# Funny Quotes



## Blake Bowden

"Everyone says that looks don't matter, age doesn't matter, money doesn't matter. But i never met a girl yet who has fallen in love with an old ugly man who's broke." - Rodney Dangerfield

"My best birth control now is just to leave the lights on." - Joan Rivers

"A drunk mans words are a sober man’s thoughts." - Steve Fergosi

"Not one man in a beer commercial has a beer belly." - Rita Rudner

"Sometimes people deserve a high five, in the face, with a chair."

"A bank is a place that will lend you money if you can prove you don’t need it." - Bob Hope

"I want to die peacefully in my sleep, like my grandfather.. Not screaming and yelling like the passengers in his car."

"Evening news is where they begin with 'Good evening', and then proceed to tell you why it isn't."

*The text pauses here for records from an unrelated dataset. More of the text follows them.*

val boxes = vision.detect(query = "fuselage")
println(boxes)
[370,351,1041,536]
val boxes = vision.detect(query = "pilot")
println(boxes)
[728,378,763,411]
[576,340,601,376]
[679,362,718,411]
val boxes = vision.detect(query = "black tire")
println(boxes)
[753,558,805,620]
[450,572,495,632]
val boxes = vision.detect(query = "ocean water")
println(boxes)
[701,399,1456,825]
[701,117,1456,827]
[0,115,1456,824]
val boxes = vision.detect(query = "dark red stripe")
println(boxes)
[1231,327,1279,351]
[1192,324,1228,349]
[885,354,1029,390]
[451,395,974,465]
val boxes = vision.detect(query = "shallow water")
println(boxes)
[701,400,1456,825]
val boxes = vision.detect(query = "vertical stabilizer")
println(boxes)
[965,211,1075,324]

"The sole purpose of a child's middle name, is so he can tell when he's really in trouble."

"Never get into fights with ugly people, they have nothing to lose."

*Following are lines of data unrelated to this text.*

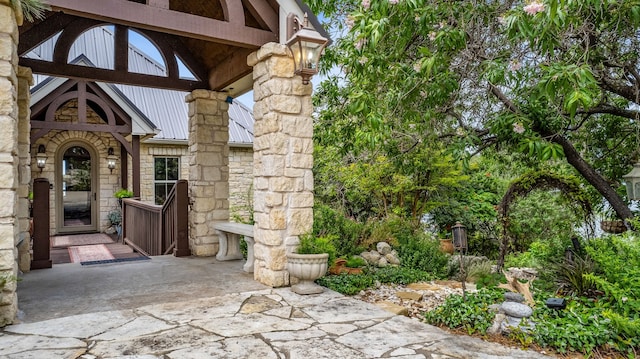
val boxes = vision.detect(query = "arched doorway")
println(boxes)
[56,142,98,233]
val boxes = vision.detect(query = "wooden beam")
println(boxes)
[47,0,277,49]
[147,0,169,9]
[220,0,245,26]
[31,121,131,134]
[209,49,253,91]
[20,57,208,91]
[18,13,77,56]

“Ah, yes, Divorce, from the Latin word meaning to rip out a man’s genitals through his wallet.” - Robin Williams

"My best birth control now is just to leave the lights on." Joan Rivers

"Learn to spell, kids. Auto Correct isn't always write."

"Surprise sex is the best thing to wake up to, unless you're in prison."

"If you think nobody cares if you’re alive, try missing a couple of payments."

"If you can't dazzle them with brilliance, baffle them with bs."

"We live in a society where pizza gets to your house before the police."

"Men have two emotions: Hungry and Horny. If you see him without an erection, make him a sandwich."

"Having sex is like playing bridge. If you don’t have a good partner, you’d better have a good hand."

"Politicians and diapers have one thing in common. They should both be changed regularly, and for the same reason."

"Never, under any circumstances, take a sleeping pill and a laxative on the same night."

"A clear conscience is usually the sign of a bad memory."

"Sex is like air; it's not important unless you aren't getting any"

"Sex at age 90 is like trying to shoot pool with a rope."

"Children in the dark make accidents, but accidents in the dark make children."

"Money can’t buy happiness, but it sure makes misery easier to live with."

"Why didn’t Noah swat those two mosquitoes?"

"America is a country which produces citizens who will cross the ocean to fight for democracy but won’t cross the street to vote."

"There are two kinds of friends: those who are around when you need them, and those who are around when they need you."

"Foreign Aid: The transfer of money from poor people in rich countries to rich people in poor countries."

"A fine is a tax for doing wrong. A tax is a fine for doing well.

"You can easily judge the character of a man by how he treats those who can do nothing for him."

"Never be afraid to try something new. Remember, amateurs built the ark. Professionals built the Titanic."

"Getting married is very much like going to a restaurant with friends. You order what you want, then when you see what the other fellow has, you wish you had ordered that."

"Relationships are like fat people, most of them don't work out."

"When you see a man opening a car door for a woman it can only mean 1 of 2 things. Either the car is new or the woman is."

and the best one...

"Its so funny how the people who know the least about you, have the most to say."


----------



## Colby K

These are great!  The one about child's name got me. I'm 29 and I still hear that when I'm in trouble with my wife!


----------



## Jimmy Shields

Man those are great would you mind if I used a couple of those


----------